5. The Sickness by Alberto Barrera Tyszka – Also (quite literally) not a feel-good novel, Tyszka’s stunning, harrowing book about how illness and pain (both real and imagined – and indeed, often with the imagined being far worse than the real) form the inescapable, ugly counterweight to health and life just brims with sleek, merciless invention. Although born of very personal tragedy, The Sickness is wonderfully, dauntingly universal, by far the strongest and most brilliant thing this brilliant author has ever written.

the orphan master's son

4. The Orphan Master’s Son by Adam Johnson – The inscrutable land of North Korea is no more scrutable at the end of Johnson’s impressive novel about Pak Jun Do (one of modern literature’s most frustrating protagonists, as irritating and yet compelling a cipher as any of the ‘beloved’ characters found in Dickens), a young man who in the course of Johnson’s generous, incredibly self-confident narrative manages to climb his way into and out of virtually all the circles of North Korea’s social hell.
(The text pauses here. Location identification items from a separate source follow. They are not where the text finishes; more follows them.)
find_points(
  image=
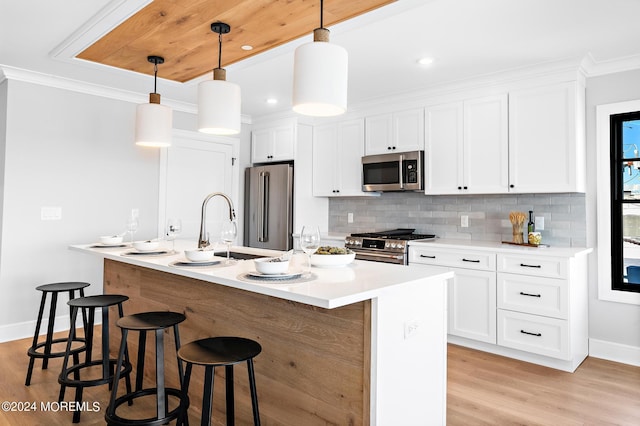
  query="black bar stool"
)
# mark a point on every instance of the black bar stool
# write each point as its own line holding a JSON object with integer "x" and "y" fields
{"x": 221, "y": 351}
{"x": 143, "y": 322}
{"x": 46, "y": 354}
{"x": 91, "y": 303}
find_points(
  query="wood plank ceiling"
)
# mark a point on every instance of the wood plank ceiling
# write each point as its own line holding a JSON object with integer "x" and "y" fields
{"x": 180, "y": 31}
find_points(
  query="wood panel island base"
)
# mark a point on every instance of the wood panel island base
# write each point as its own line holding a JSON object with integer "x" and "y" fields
{"x": 361, "y": 345}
In Johnson’s plot, much happens to no apparent purpose, but there’s a fierce intelligence guiding it all, shaping this into one of the year’s most memorable novels – a book that, like the best ones this year, demands careful re-reading.

bring up the bodies

3. Bring Up the Bodies by Hilary Mantel

in sunlight and in shadow]

2. In Sunlight and in Shadow by Mark Helprin – This enormous, gaudy throwback of a novel – rich in atmosphere, hyperbole, and heroism – is a fitting companion to the author’s immortal Winter’s Tale. It’s the story of two fated lovers – Harry Copeland and Catherine Thomas Hale – and the New York, at once factual and fantastic, that conspires to test and then validate their love. More than one critic set the pitch of their praise against some imagined opposition (“You just can’t hate this one! You just can’t!”), and they were right to do so: the bitter, clipped, arrogant hipster cynicism that afflicts so much of the literary world hates on principle all the things this grand, uplifting novel so brazenly champions. But In Sunlight and in Shadow wins all such contests easily – not through the cloy of nostalgia, but through the best, only sure way: the sheer bravura power of its prose.

street_sweeper2

1. Street Sweeper by Elliot Perlman – This long, complex novel – the best of 2012 – intertwines the stories of three very different protagonists  – a black janitor, an elderly Holocaust survivor, and a slightly washed-up American historian -  and weaves them into an epic, unforgettable story of how things – and people – survive, how they both oppress and complete each other. There are scenes and set-pieces in these pages that could have been written by nobody else, chilling moments and moving plot-threads handled with a brilliance far exceeding even that found in the author’s own superb Seven Types of Ambiguity. Any genre that can boast this novel – indeed, all ten of these novels (and there were a dozen more almost as good in 2012)(prompting some friends to ask for a “Stevereads longlist”!) – has centuries of life left in its sacred charge of storytelling.